(dissenting).
I regret that I cannot agree with my distinguished colleagues as to this case.
The facts are simple. Appellee had bonded the employees under a blanket position bond. The maximum indemnity under the bond was $5000.00. From 1942 through 1946 this bond was renewed from year to year by bill for renewal of bond for one year which so stated. In 1946 the bond was renewed for three years to 1949.
At the end of 1948 appellant discovered that its bookkeeper had embezzled the following sums in the following years:
1945 ................. $ 5,498.32
1946 ................. 3,975.47
1947 ................. 13,281.45
1948 ................. 17,555.90
Appellant filed suit against appellee for $18,975.47 or $5000.00 per year the maximum coverage for 1945, 1947 and 1948 and for $3,975.47 for 1946. Appellee admitted liability for $5000.00 and plaintiff received judgment for that amount, but judgment was granted in favor of appellee on the amount in excess of $5000.00 From that this appeal is taken.

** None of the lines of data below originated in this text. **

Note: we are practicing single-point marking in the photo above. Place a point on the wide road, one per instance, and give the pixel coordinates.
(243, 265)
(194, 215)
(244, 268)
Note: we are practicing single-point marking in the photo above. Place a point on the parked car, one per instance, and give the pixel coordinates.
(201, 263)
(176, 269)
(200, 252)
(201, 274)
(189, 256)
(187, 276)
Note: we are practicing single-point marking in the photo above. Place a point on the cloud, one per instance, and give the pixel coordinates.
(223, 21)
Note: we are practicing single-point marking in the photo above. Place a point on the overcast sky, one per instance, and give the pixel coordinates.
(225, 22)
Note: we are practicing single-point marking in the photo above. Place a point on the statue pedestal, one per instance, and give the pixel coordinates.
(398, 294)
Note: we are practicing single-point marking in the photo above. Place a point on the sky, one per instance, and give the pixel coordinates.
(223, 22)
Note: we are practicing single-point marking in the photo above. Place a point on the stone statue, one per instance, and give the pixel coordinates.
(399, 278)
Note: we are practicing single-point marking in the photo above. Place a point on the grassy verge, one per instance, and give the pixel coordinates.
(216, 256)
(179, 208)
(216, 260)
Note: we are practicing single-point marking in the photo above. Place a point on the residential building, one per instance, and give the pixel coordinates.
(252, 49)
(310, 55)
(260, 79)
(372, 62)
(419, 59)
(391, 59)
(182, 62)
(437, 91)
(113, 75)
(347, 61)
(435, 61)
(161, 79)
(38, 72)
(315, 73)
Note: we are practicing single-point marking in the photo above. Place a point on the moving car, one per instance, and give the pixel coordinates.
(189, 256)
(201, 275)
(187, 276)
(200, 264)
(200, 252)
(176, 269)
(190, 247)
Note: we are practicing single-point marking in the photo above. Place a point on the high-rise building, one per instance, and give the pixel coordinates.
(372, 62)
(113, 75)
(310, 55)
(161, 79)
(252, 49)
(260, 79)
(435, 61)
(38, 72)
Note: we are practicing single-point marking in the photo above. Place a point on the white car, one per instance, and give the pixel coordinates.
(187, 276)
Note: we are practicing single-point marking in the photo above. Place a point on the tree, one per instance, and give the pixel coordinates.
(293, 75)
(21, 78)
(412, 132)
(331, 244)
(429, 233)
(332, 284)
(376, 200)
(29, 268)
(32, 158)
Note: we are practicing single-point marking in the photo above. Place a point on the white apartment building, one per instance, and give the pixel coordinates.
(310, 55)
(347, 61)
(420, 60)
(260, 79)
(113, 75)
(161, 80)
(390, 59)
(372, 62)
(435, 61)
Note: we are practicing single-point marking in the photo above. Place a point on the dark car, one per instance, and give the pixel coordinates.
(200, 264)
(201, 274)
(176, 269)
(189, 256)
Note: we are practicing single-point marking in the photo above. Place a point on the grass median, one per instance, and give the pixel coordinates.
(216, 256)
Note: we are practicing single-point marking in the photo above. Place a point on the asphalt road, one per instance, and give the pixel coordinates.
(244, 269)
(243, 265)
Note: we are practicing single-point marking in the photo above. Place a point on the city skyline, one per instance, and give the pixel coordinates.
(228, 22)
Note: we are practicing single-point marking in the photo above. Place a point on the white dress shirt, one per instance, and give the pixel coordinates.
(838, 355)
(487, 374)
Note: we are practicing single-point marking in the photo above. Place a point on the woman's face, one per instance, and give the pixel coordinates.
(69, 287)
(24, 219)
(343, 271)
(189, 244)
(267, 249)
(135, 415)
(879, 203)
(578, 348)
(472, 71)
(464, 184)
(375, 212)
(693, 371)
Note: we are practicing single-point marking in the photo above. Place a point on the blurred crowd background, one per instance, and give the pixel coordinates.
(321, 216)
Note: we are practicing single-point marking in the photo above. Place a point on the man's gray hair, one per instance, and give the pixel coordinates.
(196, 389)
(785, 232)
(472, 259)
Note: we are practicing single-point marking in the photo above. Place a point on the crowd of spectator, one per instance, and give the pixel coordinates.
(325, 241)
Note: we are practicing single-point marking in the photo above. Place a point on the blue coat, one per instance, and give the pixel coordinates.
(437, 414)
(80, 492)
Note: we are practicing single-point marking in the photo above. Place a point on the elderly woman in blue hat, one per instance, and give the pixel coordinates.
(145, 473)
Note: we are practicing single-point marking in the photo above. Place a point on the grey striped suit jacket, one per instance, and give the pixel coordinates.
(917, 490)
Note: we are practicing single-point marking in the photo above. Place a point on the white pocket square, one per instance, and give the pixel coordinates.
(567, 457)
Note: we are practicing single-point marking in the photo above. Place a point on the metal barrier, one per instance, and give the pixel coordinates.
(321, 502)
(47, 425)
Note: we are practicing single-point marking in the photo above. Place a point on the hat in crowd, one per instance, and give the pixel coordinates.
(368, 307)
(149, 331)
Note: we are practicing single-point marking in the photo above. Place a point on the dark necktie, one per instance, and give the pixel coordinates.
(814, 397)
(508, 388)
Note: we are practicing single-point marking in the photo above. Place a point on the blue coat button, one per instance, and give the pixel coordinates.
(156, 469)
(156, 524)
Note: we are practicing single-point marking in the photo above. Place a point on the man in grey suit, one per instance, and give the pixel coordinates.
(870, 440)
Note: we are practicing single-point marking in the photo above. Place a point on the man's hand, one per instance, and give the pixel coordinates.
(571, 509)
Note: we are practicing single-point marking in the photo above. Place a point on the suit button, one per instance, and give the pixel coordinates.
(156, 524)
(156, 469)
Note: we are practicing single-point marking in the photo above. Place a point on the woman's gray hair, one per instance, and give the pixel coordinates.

This is apparently a case of first instance in this jurisdiction. Courts in other jurisdictions, including many Federal Courts and many respectable state courts, have been in violent disagreement. Some courts have held that a renewal bond is a continous liability limited to the provisions of the original bond. This theory would limit the entire amount ever to be recovered under the bond, even if premiums were paid for twenty-five years or longer to $5,000.00 all told. It overlooks the salient fact of the improbability that any one except a congenital idiot would be likely to go on paying premiums on an extinct bond from which there was no possibility of protection in the future. But many courts, certainly with an equal weight of authority, have taken the view that a renewal of a bond is a separate and distinct contract for each renewal period and that the surety is liable for losses occurring in each renewal period.
The opinion of the majority of this court as I understand their contention is that under the bond all right to indemnity was exhausted in 1945 but that the bonding company was within its rights in going right ahead billing and collecting for periods in which absolutely no protection was afforded. With this view I completely disagree. I regard such conduct on the part of the surety as common thievery. Great stress is laid by the majority on the provision in the bond that “the payment of *661annual premiums during such terms shall not render the amount of this bond cumulative from year to year.”
This term is certainly ambiguous. It might mean, as the bonding company contends, that one indemnity of $5000.00 is all that can ever be paid under this bond or any renewal of it.
The far more reasonable construction is that it simply means that the coverage on years when no loss was suffered cannot be carried over to cover losses in a subsequent 3rear when losses were in excess of $5000.00.
The mere fact that judges of the courts of the United States and various State Courts have so sharply differed as to the construction to be placed upon this language, and similar language, and the further fact that the judges of this court differ widely in their views is strong evidence of its ambiguity.
This bond was drawn up by the bonding company and its lawyers. It is a universally recognized rule that wherever ambiguity appears in a contract it must be construed most strongly against the party who drew it and in favor of the party who did not draw it. I think the judgment of the District Court should be reversed outright.